What’s your favorite example for such a journey? 
There are too many good examples for me to have a favorite! I spend so much time trying to understand these stories, these lives, that I could never pick just one. However, a life story that I consider exemplary of this journey is that of telegraph inventor Samuel F. B. Morse. I many way, he was the first tech entrepreneur, if you will. Yet Morse actually spent 26 years first failing to achieve the renown he sought as a painter. He wanted to be as great as Raphael or Michelangelo. However, by his early forties, he decided to put down his brush since he couldn’t support himself or his family financially with his chosen pursuit. Instead, he used the stretcher bars of a discarded painting canvas as one of the materials to invent the telegraph. He took what he learned in his 26-year pursuit to persevere and secure the patent for the telegraph.
Why do we need to embrace imperfection and near-win? 
Well, The Rise book is no self-help book. I’m not advocating that one must do one thing or another. It is an atlas of heavily researched stories about creativity and mastery. Yet what my work has shown me is that many pioneers, inventors, artists, and athletes have found propulsion from experiencing a near win. The life of painter Paul Cézanne is one of many examples of this phenomenon that I mention. He signed only 10% of his paintings; he felt that so many of his works fell short of his goal. He often left works aside with the intention of picking them back up again. Or consider poet and writer Czeslaw Milosz who said that after every book of his (successful) poetry came out, he said, “There is always the feeling that you didn’t unveil yourself enough. A book is finished and appears and I feel, Well, next time I will unveil myself. And when the next book appears, I have the same feeling.” The near win.
The frustration we feel when we coming close but do not quite achieve our goal that can thrust us into unprecedented terrain. It helps us shift our view of the landscape. A near win can help us focus on what, the next time, we plan to do to meet our mark.

Why the concept of surrender is so important? 

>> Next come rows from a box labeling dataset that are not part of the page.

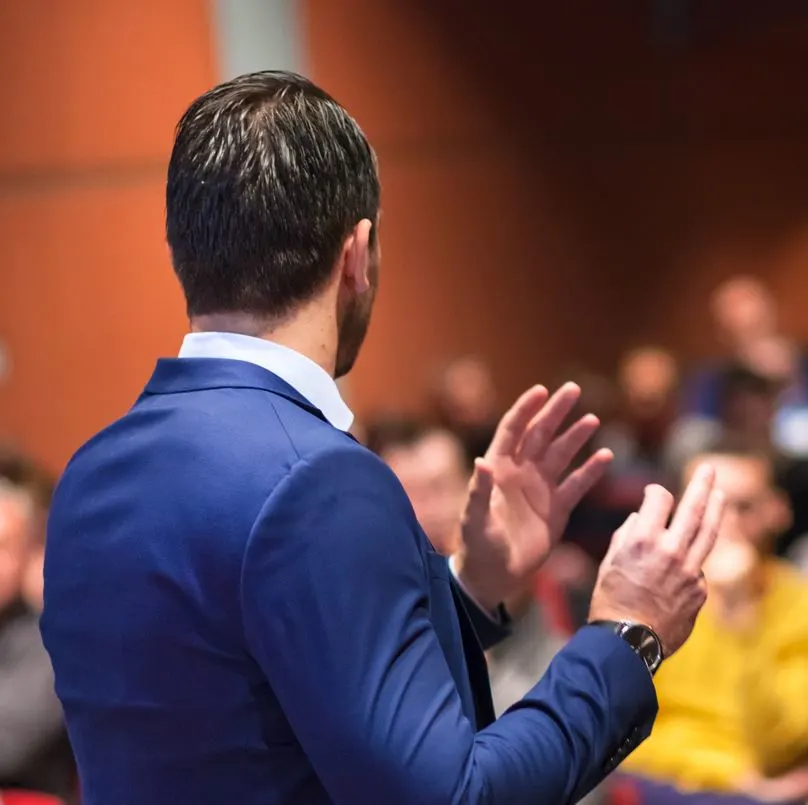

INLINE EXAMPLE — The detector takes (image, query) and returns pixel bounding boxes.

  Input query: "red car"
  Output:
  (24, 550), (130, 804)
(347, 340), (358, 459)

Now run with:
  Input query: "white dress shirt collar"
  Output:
(179, 333), (353, 431)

When we resist a difficult circumstance, when we refuse to face it and learn from it, we make the situation more painful. It’s similar to a principle I learned from a friend who focuses on pain management—when you tense against chronic pain, you actually increase your own discomfort.
The idea of surrender helps us understand how to move through problems organically, easily. Surrender—being willing not give up, but give over and learn from the circumstance—is an age-old wisdom. Shakespeare put this insight into Edgar’s lines in King Lear: “… the worst is not / So long as we can say, ‘This is the worst.’”
What was your motivation for writing the book? 
There are so many people whose lives we think we know. In fact, we have no idea of what truly gave them fortitude and strength. What I found when I looked at the lives of some incredible individuals is that they derived advantages from experiences that some might never want. One of these experiences is so-called failure.
I wanted to understand it more because my sense of it from curating and teaching is that the path towards groundbreaking, creative human endeavor is counter-intuitive. Everyone is creative in his or her life, I believe. They’re creating not just side projects, but we are creating our own path all the time. I wanted to understand more about the capacity of the human spirit. How is it that we bridge that gap between where we are and where we want to go? I wanted to understand more about this universal quest.

What did you learn during the process of writing?
I wrote this book in order to become the kind of writer who could write this book. I knew it was going to be immensely difficult, but also incredibly inspiring. This book forced me to stretch myself in ways I would not have thought possible in order to write this book. That growth was the greatest gift.